Mind your language
Walking to the station the other day I was thinking how annoying it is that, when people are invited to name their favourite words, so many answer serendipity. Then, blow me if the next news report I read didn't detail an invitation from Education Action, a charity, to send in favourite words to celebrate Literacy Day. (There is such a thing.) 'The most popular so far,' said someone involved, 'are those associated with positive aspirations, like peace, love, and serendipity.'
Yet serendipity is in a different category from peace or love. People might like peace and love, but it's the sound of serendipity they like. It is like Boris Johnson's choice: carminative. This does not, as the BBC reported, mean `the effects of relieving flatulence', but 'promoting the expression of flatulence'. Jonathan Swift wrote the memorable couplet 'Carminative and diuretic!
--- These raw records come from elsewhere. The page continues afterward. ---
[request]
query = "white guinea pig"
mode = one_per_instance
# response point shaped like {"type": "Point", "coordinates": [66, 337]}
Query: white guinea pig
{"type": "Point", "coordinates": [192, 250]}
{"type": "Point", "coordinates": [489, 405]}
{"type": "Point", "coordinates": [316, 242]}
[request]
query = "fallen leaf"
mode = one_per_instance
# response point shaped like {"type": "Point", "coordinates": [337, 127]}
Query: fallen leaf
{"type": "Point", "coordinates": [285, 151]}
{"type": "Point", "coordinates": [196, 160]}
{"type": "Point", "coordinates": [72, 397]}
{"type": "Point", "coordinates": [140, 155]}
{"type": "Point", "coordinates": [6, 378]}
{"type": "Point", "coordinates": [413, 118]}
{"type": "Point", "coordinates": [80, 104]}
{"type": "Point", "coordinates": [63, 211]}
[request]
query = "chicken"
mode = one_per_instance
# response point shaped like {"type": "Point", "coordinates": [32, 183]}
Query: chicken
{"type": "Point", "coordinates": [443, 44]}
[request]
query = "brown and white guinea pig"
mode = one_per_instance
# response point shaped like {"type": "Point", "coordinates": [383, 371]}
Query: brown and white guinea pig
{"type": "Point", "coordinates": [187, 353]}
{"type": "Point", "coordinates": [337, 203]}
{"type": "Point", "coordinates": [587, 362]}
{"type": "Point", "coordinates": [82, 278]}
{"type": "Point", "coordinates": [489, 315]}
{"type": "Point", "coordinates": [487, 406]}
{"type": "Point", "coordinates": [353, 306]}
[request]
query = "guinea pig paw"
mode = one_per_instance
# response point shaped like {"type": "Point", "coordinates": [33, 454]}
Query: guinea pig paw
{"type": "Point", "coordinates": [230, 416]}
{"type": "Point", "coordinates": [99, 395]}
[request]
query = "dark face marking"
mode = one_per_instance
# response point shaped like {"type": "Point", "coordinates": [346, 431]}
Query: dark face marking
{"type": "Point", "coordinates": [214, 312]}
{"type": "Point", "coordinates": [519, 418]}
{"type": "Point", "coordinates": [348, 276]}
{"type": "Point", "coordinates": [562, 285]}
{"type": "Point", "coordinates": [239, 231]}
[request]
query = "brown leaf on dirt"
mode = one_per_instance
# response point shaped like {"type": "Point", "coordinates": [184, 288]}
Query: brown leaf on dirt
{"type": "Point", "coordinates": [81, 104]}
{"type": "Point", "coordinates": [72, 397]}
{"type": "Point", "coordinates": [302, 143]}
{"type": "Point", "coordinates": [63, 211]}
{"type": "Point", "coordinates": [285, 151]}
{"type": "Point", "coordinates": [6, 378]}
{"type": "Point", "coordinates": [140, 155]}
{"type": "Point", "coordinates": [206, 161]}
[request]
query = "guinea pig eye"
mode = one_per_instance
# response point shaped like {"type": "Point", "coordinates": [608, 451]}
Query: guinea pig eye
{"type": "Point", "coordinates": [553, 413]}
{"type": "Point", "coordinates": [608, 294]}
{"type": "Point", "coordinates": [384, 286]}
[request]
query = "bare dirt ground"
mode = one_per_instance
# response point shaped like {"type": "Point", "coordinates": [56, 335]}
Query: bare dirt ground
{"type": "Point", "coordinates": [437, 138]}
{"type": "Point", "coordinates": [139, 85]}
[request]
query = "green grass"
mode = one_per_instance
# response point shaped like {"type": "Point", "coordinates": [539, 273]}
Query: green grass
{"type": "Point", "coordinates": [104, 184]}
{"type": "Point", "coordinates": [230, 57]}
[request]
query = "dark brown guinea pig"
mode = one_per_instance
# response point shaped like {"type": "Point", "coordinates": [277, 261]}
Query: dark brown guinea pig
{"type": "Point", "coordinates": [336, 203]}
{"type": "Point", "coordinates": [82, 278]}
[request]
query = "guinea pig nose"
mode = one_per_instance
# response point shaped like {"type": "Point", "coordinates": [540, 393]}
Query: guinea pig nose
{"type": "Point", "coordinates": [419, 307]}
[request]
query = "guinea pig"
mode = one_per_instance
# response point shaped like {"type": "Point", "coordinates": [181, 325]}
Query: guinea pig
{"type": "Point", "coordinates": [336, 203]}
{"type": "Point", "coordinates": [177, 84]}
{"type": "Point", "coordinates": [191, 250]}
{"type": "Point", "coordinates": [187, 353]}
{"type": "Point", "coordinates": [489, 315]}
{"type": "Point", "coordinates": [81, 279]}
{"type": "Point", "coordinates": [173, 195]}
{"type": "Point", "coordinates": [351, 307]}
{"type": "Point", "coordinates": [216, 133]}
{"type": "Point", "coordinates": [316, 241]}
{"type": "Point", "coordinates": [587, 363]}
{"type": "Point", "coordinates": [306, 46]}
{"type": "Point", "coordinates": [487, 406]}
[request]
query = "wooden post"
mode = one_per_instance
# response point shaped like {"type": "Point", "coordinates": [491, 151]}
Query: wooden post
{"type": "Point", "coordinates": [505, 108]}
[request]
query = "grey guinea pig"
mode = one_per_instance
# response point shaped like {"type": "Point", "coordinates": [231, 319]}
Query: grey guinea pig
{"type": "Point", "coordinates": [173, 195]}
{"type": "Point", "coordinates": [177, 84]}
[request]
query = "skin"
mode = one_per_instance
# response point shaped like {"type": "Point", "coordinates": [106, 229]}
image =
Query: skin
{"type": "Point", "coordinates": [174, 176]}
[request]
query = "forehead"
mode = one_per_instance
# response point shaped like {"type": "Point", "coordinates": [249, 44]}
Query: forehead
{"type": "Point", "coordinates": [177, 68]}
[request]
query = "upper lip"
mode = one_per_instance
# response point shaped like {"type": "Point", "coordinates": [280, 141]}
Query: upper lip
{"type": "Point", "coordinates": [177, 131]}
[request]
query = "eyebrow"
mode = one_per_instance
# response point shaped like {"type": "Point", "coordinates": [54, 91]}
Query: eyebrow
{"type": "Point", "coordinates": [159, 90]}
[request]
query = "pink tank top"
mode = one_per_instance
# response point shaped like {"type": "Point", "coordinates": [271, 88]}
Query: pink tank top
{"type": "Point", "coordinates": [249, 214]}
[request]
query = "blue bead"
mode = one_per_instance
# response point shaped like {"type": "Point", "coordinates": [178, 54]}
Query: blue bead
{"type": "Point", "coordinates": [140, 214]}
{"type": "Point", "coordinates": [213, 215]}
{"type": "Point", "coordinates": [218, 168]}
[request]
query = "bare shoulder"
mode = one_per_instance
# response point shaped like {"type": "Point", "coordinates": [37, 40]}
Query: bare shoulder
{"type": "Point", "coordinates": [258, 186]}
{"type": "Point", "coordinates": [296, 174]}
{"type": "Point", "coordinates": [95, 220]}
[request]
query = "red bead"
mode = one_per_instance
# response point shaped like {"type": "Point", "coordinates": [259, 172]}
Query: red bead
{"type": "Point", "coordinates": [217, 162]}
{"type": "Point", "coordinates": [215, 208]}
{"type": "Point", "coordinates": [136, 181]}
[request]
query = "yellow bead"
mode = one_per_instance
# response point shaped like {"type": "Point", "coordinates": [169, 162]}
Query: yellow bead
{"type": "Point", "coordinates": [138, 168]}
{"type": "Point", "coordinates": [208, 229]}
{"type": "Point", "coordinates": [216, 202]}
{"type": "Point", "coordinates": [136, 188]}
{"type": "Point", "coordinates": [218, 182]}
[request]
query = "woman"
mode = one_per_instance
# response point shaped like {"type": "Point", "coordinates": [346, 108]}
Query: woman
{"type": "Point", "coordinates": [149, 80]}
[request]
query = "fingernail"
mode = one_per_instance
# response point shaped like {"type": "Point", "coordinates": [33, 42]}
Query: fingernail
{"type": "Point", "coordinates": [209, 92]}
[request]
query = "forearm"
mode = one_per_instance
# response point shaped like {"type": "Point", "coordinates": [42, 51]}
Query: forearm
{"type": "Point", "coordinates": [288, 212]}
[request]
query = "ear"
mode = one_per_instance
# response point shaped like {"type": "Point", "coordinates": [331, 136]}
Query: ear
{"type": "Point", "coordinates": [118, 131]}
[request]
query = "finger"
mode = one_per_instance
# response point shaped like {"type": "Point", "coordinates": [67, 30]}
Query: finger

Will damp all passion sympathetic.'
A character in Aldous Huxley's Crome Yellow explains why he had used it in error in a line of poetry that he had written: 'And passion carminative as wine'. In carminative, he explains, 'was the idea of singing and the idea of flesh, rose-coloured and warm, with a suggestion of the jollities of mi-Careme and the masked holidays of Venice. Carminative — the warmth, the glow, the interior ripeness were all in the word.' Then it occurred to him to look it up in a dictionary.
No doubt Boris Johnson knew about Crome Yellow, and about Swift too. But I rather suspect that, even on Literacy Day, many suggestions of favourite words are based on sub-literate prejudices. There is, of course, nothing wrong with being illiterate. Fine poetry has been composed by the illiterate, but that is not, I suspect, the focus of Literacy Day.
The word serendipity was, as we all know, coined by Horace Walpole, as he explained in a letter on 28 January 1754: 'I once read a silly fairy tale called The Three Princes of Serendip: as their highnesses travelled, they were always making discoveries, by accident and sagacity, of things which they were not in quest of: for instance, one of them discovered that a mule blind of the right eye had travelled the same road lately, because the grass was eaten only on the left side, where it was worse than on the right — now do you understand serendipity?'
Walpole here makes the princes seem like Sherlock Holmes rather than fortunate discoverers of things they were not looking for. But is the accidental aspect of the meaning that has endured, rather than the sagacious.